Lay 1000guage polythene, steel mesh on spacers, pour.
Pic related, just on a smaller scale.
ALeo, I'd recommend some sort of expansion joint along the edges touching the wall
>>926631
What country is this? I have never seen the round chairs before.
>All the replies telling him to do scientific shit or to do it right.
You niggas are dumb. If he had the money or time to do either, it would've been done.

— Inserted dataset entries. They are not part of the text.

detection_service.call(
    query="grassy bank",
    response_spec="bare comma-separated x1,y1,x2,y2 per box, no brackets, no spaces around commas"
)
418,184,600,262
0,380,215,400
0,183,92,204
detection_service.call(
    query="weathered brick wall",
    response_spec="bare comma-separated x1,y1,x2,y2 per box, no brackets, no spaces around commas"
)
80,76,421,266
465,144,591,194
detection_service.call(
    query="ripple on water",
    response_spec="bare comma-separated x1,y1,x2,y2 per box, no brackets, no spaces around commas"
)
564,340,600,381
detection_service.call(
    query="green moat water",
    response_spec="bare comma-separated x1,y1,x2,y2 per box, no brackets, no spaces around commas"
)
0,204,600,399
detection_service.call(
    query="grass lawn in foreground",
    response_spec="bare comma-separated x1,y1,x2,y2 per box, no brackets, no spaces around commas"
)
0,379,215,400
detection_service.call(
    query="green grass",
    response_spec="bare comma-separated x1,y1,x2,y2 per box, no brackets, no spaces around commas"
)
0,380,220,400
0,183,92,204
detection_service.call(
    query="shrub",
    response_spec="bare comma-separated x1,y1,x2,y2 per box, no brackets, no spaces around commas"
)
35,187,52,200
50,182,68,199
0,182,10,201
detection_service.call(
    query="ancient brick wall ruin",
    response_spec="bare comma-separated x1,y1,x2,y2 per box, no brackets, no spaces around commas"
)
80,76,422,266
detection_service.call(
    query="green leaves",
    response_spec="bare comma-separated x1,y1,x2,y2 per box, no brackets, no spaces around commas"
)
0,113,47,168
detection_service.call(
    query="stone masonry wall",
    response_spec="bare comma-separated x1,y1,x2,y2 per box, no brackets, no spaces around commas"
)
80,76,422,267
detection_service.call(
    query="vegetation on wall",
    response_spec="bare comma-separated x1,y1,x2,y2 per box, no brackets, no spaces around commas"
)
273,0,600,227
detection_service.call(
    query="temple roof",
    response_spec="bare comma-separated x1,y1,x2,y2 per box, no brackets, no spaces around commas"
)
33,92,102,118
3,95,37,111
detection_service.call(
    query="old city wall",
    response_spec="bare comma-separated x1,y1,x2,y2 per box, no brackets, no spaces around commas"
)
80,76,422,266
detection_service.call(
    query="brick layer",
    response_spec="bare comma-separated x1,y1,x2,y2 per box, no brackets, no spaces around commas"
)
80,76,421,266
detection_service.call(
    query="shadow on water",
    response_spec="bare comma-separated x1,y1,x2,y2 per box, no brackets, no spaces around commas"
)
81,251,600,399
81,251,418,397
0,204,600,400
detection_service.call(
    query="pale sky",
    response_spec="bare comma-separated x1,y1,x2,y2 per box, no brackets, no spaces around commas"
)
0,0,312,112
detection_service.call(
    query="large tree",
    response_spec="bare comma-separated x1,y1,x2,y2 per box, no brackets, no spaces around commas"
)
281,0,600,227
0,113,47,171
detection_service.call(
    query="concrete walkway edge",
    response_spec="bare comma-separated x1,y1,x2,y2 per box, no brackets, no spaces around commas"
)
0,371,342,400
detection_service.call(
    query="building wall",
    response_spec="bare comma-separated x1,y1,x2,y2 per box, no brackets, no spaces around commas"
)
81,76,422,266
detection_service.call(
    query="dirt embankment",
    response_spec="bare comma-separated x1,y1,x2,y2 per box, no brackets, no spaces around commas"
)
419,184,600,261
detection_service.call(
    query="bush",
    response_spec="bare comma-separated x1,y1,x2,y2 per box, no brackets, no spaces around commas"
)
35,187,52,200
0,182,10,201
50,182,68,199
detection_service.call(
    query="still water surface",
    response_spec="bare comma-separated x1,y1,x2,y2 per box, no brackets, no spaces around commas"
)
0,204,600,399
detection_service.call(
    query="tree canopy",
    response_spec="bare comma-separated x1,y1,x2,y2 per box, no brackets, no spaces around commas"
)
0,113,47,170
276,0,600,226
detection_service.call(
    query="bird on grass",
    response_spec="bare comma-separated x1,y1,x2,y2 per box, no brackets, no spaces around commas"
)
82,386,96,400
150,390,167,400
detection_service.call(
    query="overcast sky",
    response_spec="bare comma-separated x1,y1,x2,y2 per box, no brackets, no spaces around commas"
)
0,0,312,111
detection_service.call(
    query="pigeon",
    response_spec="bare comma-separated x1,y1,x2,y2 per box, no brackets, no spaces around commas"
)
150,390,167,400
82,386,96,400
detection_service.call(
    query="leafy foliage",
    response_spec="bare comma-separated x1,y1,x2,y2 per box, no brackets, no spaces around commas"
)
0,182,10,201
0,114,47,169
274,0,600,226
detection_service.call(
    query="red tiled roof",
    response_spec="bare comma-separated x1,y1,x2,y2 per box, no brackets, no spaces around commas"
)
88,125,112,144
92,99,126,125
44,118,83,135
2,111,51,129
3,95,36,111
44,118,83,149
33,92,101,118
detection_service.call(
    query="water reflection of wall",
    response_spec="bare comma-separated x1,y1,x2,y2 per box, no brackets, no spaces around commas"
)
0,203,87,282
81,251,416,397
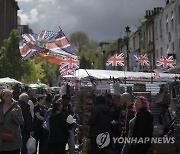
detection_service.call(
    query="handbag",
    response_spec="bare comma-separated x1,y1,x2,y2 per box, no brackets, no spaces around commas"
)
1,103,17,142
2,131,14,142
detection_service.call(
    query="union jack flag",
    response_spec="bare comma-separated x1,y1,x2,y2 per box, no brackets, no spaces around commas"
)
134,54,150,66
106,53,124,66
59,68,75,76
59,57,79,75
154,72,160,79
156,56,175,69
19,30,76,60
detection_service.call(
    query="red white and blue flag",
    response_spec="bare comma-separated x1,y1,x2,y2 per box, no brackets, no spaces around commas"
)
59,69,75,76
19,30,77,60
59,57,79,75
106,53,124,66
134,54,150,66
154,72,160,79
156,56,175,69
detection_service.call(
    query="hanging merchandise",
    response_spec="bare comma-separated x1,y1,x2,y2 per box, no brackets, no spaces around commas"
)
156,85,170,106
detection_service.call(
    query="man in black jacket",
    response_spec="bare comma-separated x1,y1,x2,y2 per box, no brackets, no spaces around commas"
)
89,96,112,154
18,93,33,154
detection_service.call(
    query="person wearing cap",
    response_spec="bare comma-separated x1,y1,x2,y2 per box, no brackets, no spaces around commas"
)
62,94,75,154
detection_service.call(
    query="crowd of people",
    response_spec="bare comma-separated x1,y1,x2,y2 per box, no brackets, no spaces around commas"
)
0,89,76,154
90,93,153,154
0,84,153,154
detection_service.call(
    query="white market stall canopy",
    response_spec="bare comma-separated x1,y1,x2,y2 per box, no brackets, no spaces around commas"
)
0,77,23,84
74,69,180,80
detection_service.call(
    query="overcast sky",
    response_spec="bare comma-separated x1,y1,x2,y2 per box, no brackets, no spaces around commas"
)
16,0,166,41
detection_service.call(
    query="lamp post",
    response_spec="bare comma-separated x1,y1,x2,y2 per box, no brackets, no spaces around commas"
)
125,26,131,71
102,50,106,70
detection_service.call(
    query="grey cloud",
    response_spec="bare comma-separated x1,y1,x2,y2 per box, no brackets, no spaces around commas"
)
16,0,165,41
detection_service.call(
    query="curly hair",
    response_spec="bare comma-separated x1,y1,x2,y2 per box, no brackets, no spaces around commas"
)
135,96,151,112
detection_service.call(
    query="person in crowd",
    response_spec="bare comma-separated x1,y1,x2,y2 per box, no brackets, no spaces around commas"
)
43,94,52,154
0,89,23,154
121,93,135,137
62,94,75,154
18,93,34,154
106,94,115,112
129,96,153,154
48,100,69,154
121,93,136,154
28,99,34,119
45,93,53,109
111,95,126,153
13,84,21,101
27,88,37,105
89,96,112,154
33,95,46,154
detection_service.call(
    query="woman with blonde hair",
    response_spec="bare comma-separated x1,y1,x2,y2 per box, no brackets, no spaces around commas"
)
0,89,23,154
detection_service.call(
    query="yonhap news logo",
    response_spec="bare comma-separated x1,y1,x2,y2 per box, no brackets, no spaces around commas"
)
96,132,175,149
96,132,110,149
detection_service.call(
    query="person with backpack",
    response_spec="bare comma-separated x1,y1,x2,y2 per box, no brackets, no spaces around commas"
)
89,96,112,154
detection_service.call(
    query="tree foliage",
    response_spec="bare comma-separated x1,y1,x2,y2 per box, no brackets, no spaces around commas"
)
70,32,89,52
0,30,57,83
0,30,24,80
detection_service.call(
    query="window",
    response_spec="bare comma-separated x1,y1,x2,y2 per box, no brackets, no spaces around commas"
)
160,48,163,56
172,42,174,53
171,11,174,30
133,37,136,50
159,20,162,38
166,22,168,33
155,23,158,39
178,6,180,23
156,50,159,58
166,44,169,54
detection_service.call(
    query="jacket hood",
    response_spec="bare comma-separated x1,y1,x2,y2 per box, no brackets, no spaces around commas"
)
18,100,30,108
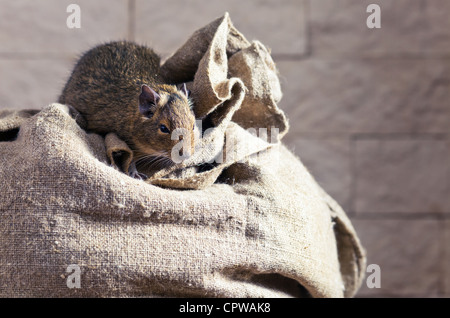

OP, your best bet is >>926098 2 and 3.
Pour a new shitty layer every year or so. Eventually it might stop sinking.
>>926637
Bongland.they come flat, you loop them then tie with wire. Tbh they're probably the best system I've used. If you're tight on cover you can stamp them down, opposed to the plastic crap that shatters and collapses.
>>926631
>>926640
Op wants to fix the problem, your suggestions merely mask the problem to a later date. You dumb nigger
It's sinkhole, you're gonna diiieeeeeee
>>926646
Well that isn't going to work. Concrete will fall right out of that.
>>926065
this
>>926098
wut no
soil, like all materials is a composite material. consider for example, concrete not as pourable stone, but as a matrix for holding water. water is stronk. its just that people dont like to think of it like that. soil expands as it absorbs moisture. then contracts when it dries. many cycles of this expanding and contracting causes a cavity to form under the concrete. now what you have is a bowl that collects water, accelerating the process. you need to consider drainage. drainage wont stop the problem. it will slow it down. but for all intents and purposes, it will slow the process down to the point where it wont happen again for another 50 years. think of it like paint. paint that lasts 50 years is preddy gud paint. but everyone knows that old paint will flake. so your goal, first and foremost, is to reduce the duty cycle of the expansion and contraction. make it so that water cannot pool in the area.
>no drain at all
even just installing a proper drain channel along the edge of that path will dramatically reduce the water that can pool in that area. hell, you can use a piece of PVC pipe as a form, do as you are going to do and re-lay the concrete but this time, half submerge a piece of pvc pipe along the edge in the concrete then remove after a day. now you have somewhere for the water to go.
>>926717
Heh.
>>926722
Your thought processes make me moist.